By Jaime Llinares Taboada
The U.K. government has exempted the fuel-retail industry from a competition law to ease the supply issues affecting the country's petrol stations, as BP PLC confirmed that one-third of its U.K. network had run out of fuel.
After a meeting with industry executives, the government on Sunday agreed to temporarily exempt companies from the Competition Act 1998 for sharing information and optimizing supply.
"While there has always been and continues to be plenty of fuel at refineries and terminals, we are aware that there have been some issues with supply chains. This is why we will enact the Downstream Oil Protocol to ensure industry can share vital information and work together more effectively to ensure disruption is minimized," Business Secretary Kwasi Kwarteng said.

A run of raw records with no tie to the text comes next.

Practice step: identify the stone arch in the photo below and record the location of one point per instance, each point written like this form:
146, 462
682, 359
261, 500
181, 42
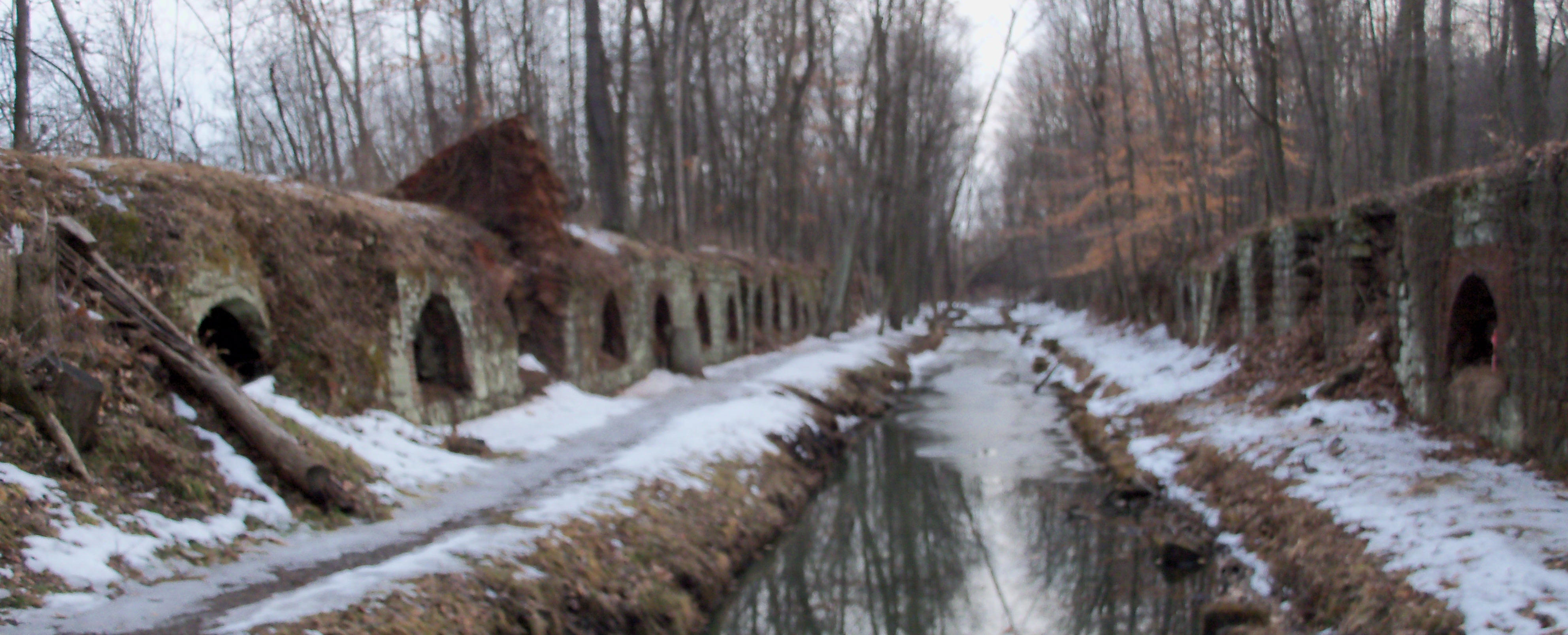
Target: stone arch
540, 331
1473, 325
731, 320
236, 330
664, 334
612, 333
705, 322
438, 349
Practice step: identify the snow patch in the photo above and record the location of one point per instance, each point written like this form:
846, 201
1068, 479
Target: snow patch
87, 541
545, 421
529, 363
405, 454
1474, 534
601, 239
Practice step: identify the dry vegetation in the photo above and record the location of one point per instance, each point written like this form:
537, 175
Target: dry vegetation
661, 565
1325, 573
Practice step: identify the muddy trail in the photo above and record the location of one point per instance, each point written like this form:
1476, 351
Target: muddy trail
245, 593
973, 510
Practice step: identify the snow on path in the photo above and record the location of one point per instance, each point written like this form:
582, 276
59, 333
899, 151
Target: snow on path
582, 452
736, 411
1474, 534
87, 541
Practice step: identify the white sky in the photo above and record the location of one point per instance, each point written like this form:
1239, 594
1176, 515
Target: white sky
985, 41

In a statement distributed on Sunday, BP confirmed that around 30% of its U.K. sites didn't have either of the main grades of fuel. Supply problems were exacerbated by "intense demand" over the weekend, with U.K. drivers running to buy fuel amid fears of shortages. The energy company said it was working to resupply as quickly as possible.
Over the weekend, the U.K. government announced increases in heavy goods vehicle testing, short-term visas for HGV drivers and new HGV skills bootcamps.

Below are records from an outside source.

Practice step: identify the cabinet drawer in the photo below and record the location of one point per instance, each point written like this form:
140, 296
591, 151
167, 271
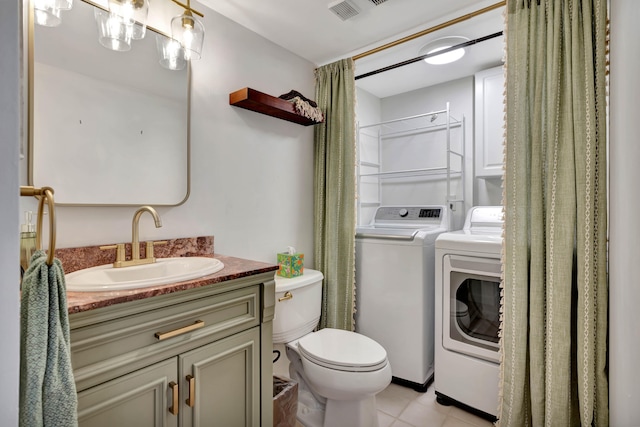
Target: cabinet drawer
109, 349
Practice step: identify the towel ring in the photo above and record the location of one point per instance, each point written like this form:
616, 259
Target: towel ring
42, 194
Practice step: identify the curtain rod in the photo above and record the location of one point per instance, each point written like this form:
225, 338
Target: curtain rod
429, 30
429, 55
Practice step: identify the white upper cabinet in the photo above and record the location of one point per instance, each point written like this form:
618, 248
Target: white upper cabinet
489, 122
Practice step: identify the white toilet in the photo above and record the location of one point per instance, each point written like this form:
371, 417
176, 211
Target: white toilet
338, 372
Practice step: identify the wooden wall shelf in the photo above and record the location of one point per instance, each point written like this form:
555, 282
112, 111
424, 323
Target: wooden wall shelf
251, 99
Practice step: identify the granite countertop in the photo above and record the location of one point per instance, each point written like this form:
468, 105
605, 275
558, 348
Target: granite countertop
78, 258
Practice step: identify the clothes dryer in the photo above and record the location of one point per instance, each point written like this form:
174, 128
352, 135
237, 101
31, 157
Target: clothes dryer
395, 287
468, 269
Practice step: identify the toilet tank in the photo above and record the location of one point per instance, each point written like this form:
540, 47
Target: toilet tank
298, 303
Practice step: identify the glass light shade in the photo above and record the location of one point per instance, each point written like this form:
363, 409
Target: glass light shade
442, 44
133, 12
46, 13
64, 4
170, 52
113, 32
190, 32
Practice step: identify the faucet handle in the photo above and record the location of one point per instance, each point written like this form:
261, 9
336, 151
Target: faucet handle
150, 245
120, 253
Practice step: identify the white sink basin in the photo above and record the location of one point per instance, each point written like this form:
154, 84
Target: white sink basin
163, 271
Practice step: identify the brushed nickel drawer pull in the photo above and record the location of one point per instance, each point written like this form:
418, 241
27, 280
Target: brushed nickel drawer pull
287, 295
164, 335
174, 398
191, 399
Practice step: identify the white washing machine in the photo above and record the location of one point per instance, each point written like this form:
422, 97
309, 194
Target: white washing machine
395, 287
467, 358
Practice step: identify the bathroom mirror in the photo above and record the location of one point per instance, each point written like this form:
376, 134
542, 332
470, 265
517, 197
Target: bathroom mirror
106, 128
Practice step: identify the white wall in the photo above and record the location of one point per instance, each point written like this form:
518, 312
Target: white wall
252, 175
10, 117
624, 317
459, 93
368, 111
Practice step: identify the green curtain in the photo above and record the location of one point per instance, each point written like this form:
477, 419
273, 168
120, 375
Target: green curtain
335, 192
554, 330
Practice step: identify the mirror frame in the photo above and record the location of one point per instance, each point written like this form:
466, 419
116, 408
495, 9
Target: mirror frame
31, 113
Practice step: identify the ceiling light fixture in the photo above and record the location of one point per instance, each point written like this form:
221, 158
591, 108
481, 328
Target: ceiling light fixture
188, 31
441, 44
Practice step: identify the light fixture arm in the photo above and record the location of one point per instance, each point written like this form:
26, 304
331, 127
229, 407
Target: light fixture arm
188, 7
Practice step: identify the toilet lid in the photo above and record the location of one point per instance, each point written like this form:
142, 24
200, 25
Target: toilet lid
343, 350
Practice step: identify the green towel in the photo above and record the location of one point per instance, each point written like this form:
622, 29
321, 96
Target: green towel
47, 388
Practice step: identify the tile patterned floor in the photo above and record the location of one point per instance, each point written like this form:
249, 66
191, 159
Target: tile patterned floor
404, 407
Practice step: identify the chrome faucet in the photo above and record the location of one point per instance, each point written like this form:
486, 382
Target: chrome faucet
135, 240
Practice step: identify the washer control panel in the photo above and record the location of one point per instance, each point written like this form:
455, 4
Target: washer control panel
410, 215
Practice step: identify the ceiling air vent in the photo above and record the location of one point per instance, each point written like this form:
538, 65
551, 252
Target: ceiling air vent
344, 9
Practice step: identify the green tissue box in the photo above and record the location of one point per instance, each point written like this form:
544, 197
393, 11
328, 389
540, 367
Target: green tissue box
291, 265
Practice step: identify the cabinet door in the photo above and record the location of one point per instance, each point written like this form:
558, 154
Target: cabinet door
225, 378
139, 399
489, 122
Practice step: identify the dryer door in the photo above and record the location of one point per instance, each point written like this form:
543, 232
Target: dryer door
471, 306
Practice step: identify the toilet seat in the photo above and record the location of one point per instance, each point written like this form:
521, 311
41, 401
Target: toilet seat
343, 351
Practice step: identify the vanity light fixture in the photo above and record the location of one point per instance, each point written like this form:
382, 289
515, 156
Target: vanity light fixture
126, 20
442, 44
188, 31
47, 12
113, 32
132, 12
171, 53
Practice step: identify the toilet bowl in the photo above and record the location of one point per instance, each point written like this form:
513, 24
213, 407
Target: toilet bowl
338, 372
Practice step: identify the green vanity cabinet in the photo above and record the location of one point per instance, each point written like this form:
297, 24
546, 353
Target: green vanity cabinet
198, 357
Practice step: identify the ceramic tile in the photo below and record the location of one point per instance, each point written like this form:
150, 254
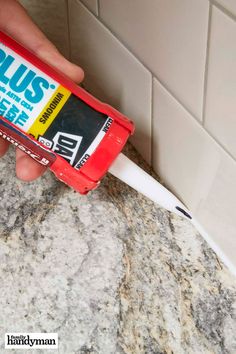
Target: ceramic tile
51, 17
112, 73
229, 5
221, 90
92, 5
170, 37
196, 169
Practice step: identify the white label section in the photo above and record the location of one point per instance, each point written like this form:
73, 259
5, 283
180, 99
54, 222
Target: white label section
94, 144
31, 341
24, 89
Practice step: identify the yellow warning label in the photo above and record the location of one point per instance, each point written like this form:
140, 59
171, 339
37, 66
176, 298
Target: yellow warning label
49, 112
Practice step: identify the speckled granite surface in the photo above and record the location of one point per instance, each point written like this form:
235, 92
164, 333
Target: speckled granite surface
110, 272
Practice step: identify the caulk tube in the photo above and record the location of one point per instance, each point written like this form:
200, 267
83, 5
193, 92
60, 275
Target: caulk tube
41, 109
127, 171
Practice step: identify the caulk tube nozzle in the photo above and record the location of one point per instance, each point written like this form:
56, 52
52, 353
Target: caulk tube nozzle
127, 171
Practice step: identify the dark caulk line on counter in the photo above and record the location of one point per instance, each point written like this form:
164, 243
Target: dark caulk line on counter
184, 212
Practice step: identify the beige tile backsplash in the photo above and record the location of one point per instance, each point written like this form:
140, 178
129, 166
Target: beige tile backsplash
92, 5
220, 117
111, 73
171, 66
170, 37
51, 17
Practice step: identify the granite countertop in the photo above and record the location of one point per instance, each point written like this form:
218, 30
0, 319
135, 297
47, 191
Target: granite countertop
110, 272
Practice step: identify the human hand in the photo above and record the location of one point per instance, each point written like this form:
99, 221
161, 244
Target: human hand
15, 21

The U.K. Petroleum Industry Association on Friday said that some forecourts had temporarily run out of grades of fuel due to delays in the supply chain due to hauler driver shortages.
On Thursday, BP told Dow Jones Newswires that it was experiencing fuel-supply issues at some of its U.K. retail sites, with "a handful" of sites temporarily closed due to a lack of unleaded and diesel grades.